Gelin şimdi de sevgi konulu sözlere bir göz atalım:
“Sevilmek mutluluk değildir. Her insan kendi kendini sever; ama mutluluk bir başkasını sevmektir.” H. Hesse
“İnsan görmeden de öğrenir; ama görmeden sevemez.” Mustafa Balbay
“Koca sağ sever, komşu var sever.” Bir halk sözü
“Sevmeden evlenmek, inanmadan ibadet etmeye benzer.” Çehov
“Kadınlar sevdikleri zaman gerçekte sevdikleri biz değilizdir. Ama bir sabah vakti birini sevmediklerini anlayıverirlerse işte o biziz.” Henri de Montherland
“Sevgi, iki insanın birbirini evcilleştirmesidir.” Exupery
“Dostluk, sevgi; karşındakine göç halidir, unutma, sevdiğine-dostuna göç etmeyi başaramazsan, sadece mülteci olabilirsin.
Sevgilimin hayali bana Halil(içten dostluk) gibidir. Sureti put ama anlamı putları kırmaktır.” Mevlana- Mesnevi’den-
“Sevgi, doğanın yazdığı bir kitaptır.” G. Chamman
“Sevmek en güzel yalan/İnandığım” Ayhan Kırdar
“İnsan sevince sevdiği şey kadar güzel” Fazıl Hüsnü Dağlarca
“Ne kadar çok sevilmek istiyorsan o kadar alçakgönüllü ol.” Oscar Wilde
“Erkek gözüyle sever, kadın kulağıyla.”
“Sevinci kışkırtmayan sevgi yalandır.
Başkaların sevdiklerine saygı duymayan sevgi zorbalıktır.” Haşmet Babaoğlu
“Sevgi tabiatın yazdığı bir kitaptır.” George Şaman
“Sevgi insanları diğer insanlardan ayıran duvarları yıkan, onu diğerleriyle birleştiren, insanın içindeki etkin bir güçtür.” Fromm. Duvar ustalarına duyurulur!
Rauf Mutluay sevgiyle sanat arasında şöyle bir bağlantı kuruyor: “En büyük dirlik, başka insanlarla aynı sevgide birleşildiği zaman duyulur. Sanat eserleri işte bunu sağlar önce.”

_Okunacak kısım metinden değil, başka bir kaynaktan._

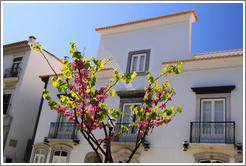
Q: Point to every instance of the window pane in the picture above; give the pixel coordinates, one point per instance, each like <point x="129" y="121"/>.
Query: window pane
<point x="206" y="111"/>
<point x="36" y="159"/>
<point x="57" y="153"/>
<point x="126" y="118"/>
<point x="219" y="111"/>
<point x="42" y="151"/>
<point x="141" y="65"/>
<point x="64" y="153"/>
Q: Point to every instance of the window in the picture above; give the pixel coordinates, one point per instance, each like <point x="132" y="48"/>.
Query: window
<point x="6" y="102"/>
<point x="212" y="110"/>
<point x="91" y="157"/>
<point x="39" y="155"/>
<point x="213" y="115"/>
<point x="211" y="161"/>
<point x="59" y="156"/>
<point x="126" y="119"/>
<point x="16" y="67"/>
<point x="138" y="61"/>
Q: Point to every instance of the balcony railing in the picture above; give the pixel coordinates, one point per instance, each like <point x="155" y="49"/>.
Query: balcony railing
<point x="12" y="72"/>
<point x="5" y="108"/>
<point x="63" y="130"/>
<point x="128" y="136"/>
<point x="212" y="132"/>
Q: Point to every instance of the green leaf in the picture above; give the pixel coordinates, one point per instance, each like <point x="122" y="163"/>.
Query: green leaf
<point x="93" y="101"/>
<point x="115" y="113"/>
<point x="76" y="54"/>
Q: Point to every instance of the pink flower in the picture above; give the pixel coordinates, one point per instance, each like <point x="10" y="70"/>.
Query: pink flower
<point x="147" y="88"/>
<point x="169" y="99"/>
<point x="141" y="132"/>
<point x="163" y="105"/>
<point x="112" y="132"/>
<point x="100" y="140"/>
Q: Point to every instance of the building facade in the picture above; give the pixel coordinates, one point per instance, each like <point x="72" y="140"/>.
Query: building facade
<point x="22" y="91"/>
<point x="210" y="90"/>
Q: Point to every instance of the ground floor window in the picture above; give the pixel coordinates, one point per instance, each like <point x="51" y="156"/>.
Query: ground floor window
<point x="59" y="156"/>
<point x="210" y="161"/>
<point x="39" y="155"/>
<point x="92" y="158"/>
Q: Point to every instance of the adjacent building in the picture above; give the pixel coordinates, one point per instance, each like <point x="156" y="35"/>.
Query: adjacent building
<point x="22" y="90"/>
<point x="210" y="90"/>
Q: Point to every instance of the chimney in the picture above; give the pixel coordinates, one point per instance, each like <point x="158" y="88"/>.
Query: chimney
<point x="32" y="39"/>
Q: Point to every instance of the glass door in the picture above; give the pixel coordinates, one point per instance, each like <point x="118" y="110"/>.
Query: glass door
<point x="212" y="118"/>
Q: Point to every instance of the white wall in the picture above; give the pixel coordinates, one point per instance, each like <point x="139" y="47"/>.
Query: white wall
<point x="26" y="100"/>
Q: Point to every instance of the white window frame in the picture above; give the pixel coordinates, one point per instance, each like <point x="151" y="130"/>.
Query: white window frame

Elif Şafak, Araf adlı romanında aşkı şöyle adlandırıyor:
“Âşık olmak sevgilinin isimlerini kendine mal etmektir, aşkın bitmesi ise isimlerin iadesi. İsimler insanların varoluş kalelerine uzanan köprülerdir.(...) Dokunaklı bir büyüleri vardır âşıkların ve tümüyle kendileriyle doludur, daha doğrusu kendisiyle çünkü âşık çiftler, iki bağımsız benlik olarak buluştukları halde, son tahlilde “iki” değil(bir artı bir) “sıfır” olurlar(bir eksi bir)”
Ümit Yaşar, sevgiyi şöyle şiirleştiriyor:
“Bir hiçiz tek başımıza sen ve ben/ Yoksa neye yarar bu gözler, bu ten
İnsanları insan yapan, yücelten/ İçinde ışıldayan sevgidir.”
Haşmet Babaoğlu, “Hayatı doğurmayan, ölümü çağıran sevgi kirlidir” diyor.
Doğayı ve aşkı kirletmeyelim, güzellikleri çoğaltalım, güzelliklerle dolup taşalım.
Yazımı resim ve desenlerle bezediğiniz için teşekkür ederim.